After that she didn't hear Chen's reply,
or any of the hubbub around her. She knelt in the sticky dirt, cradled Liam's head on her lap, and stroked his wet hair away from his forehead.
"This is the last time I'm going to come to your rescue, Liam O'Shea," she said, choking on tears that wouldn't stop. "You'd damn well better recover, or I'm never going to let you forget it."
For once he had no retort.
Chapter Twenty-Two
Time's glory is to calm
contending kings,
To unmask falsehood and
bring truth to light.
—William Shakespeare
"HE'LL BE FINE, Miss MacKenzie, I do assure you. They are only flesh wounds, and you did well to stop the bleeding so quickly."
The portly doctor closed his bag and gathered the other two watchers in with his gaze. "I'll grant you, if the knife had struck a little more to the right, it might have been far more tricky. But under the circumstances, I've stitched him up and all he'll need is a bit of rest."
Rest, ha, Perry thought. Liam would be on his feet within a day, if Perry knew anything about the Irishman.
And he did.

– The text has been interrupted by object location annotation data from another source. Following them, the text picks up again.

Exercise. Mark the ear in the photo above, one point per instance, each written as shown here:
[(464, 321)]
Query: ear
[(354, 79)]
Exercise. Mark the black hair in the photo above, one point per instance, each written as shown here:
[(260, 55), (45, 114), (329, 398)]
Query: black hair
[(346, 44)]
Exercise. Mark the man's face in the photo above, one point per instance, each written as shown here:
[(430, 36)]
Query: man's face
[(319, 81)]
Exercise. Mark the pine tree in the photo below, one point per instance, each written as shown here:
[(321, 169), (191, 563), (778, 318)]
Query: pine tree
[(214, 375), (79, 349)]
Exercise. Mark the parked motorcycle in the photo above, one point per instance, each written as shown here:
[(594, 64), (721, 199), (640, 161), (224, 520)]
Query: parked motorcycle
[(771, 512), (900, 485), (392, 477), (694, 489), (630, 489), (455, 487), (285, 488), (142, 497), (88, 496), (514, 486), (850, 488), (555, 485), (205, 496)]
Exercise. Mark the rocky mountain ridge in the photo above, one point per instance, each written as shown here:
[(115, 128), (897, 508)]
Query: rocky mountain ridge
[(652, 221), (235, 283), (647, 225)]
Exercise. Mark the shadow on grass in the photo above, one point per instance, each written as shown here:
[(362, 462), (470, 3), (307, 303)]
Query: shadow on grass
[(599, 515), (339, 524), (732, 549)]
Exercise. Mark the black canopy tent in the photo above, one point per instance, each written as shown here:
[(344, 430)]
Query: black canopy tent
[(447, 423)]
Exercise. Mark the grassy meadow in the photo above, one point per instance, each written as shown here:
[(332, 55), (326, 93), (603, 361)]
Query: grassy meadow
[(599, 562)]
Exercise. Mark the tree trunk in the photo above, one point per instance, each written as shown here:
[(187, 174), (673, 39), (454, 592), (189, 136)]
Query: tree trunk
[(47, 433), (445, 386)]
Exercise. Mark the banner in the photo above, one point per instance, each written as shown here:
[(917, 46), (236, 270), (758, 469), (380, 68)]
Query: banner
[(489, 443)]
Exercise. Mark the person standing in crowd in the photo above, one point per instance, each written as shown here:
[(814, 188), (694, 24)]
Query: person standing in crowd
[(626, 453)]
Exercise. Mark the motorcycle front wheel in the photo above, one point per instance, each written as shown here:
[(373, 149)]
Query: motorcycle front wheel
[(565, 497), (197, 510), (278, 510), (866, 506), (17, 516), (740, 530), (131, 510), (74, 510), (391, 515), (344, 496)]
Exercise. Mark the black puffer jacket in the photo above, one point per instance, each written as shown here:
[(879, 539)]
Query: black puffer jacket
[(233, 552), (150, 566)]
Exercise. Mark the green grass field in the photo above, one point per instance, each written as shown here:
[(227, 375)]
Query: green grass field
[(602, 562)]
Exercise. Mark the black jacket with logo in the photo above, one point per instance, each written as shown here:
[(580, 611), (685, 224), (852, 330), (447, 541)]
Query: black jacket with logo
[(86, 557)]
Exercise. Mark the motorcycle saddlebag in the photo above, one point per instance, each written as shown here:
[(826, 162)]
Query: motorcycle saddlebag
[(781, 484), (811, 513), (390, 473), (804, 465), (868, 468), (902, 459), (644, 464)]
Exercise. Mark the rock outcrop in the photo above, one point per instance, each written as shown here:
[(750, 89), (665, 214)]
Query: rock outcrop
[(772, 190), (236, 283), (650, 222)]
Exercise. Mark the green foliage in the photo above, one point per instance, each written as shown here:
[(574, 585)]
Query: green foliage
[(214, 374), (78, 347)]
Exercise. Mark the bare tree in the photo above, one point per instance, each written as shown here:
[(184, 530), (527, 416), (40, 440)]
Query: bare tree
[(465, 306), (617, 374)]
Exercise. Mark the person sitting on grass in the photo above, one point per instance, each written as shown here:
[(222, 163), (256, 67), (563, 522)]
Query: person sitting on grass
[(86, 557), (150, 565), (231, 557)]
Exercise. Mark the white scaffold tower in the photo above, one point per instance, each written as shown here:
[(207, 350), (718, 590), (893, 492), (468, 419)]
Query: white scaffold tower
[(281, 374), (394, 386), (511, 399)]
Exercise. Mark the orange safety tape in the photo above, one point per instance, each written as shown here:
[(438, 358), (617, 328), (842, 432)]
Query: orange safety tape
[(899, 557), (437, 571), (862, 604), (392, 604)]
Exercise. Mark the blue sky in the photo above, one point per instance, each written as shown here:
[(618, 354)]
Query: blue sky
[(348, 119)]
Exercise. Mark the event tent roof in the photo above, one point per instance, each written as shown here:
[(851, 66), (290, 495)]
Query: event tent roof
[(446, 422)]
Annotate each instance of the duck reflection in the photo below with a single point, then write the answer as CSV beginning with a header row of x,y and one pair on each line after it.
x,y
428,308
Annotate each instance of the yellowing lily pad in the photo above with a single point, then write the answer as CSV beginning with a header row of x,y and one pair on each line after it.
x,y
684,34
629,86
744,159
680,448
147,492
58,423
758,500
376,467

He'd come to know more about many things in the past two weeks—more about Liam, and Caroline, and himself.
As for Miss MacKenzie… She was wan and pale, a mere shadow of her usually robust self; she sagged in relief at the doctor's news. She'd hovered at Liam's side all the way back to his house, ignoring Chen's anxious presence and Caroline's questions and the police Chen had summoned.
Now the police were gone. Chen listened intently as Rose questioned the doctor at length; Caroline was downstairs with Mei Ling, comforting the girl as best she could.
Perry smiled softly. Caroline. She'd surprised even him today with her bravery and common sense. He'd been shocked to see her in Chinatown with Rose—and then not so shocked, knowing how much rebellion lurked under that lovely, delicate exterior.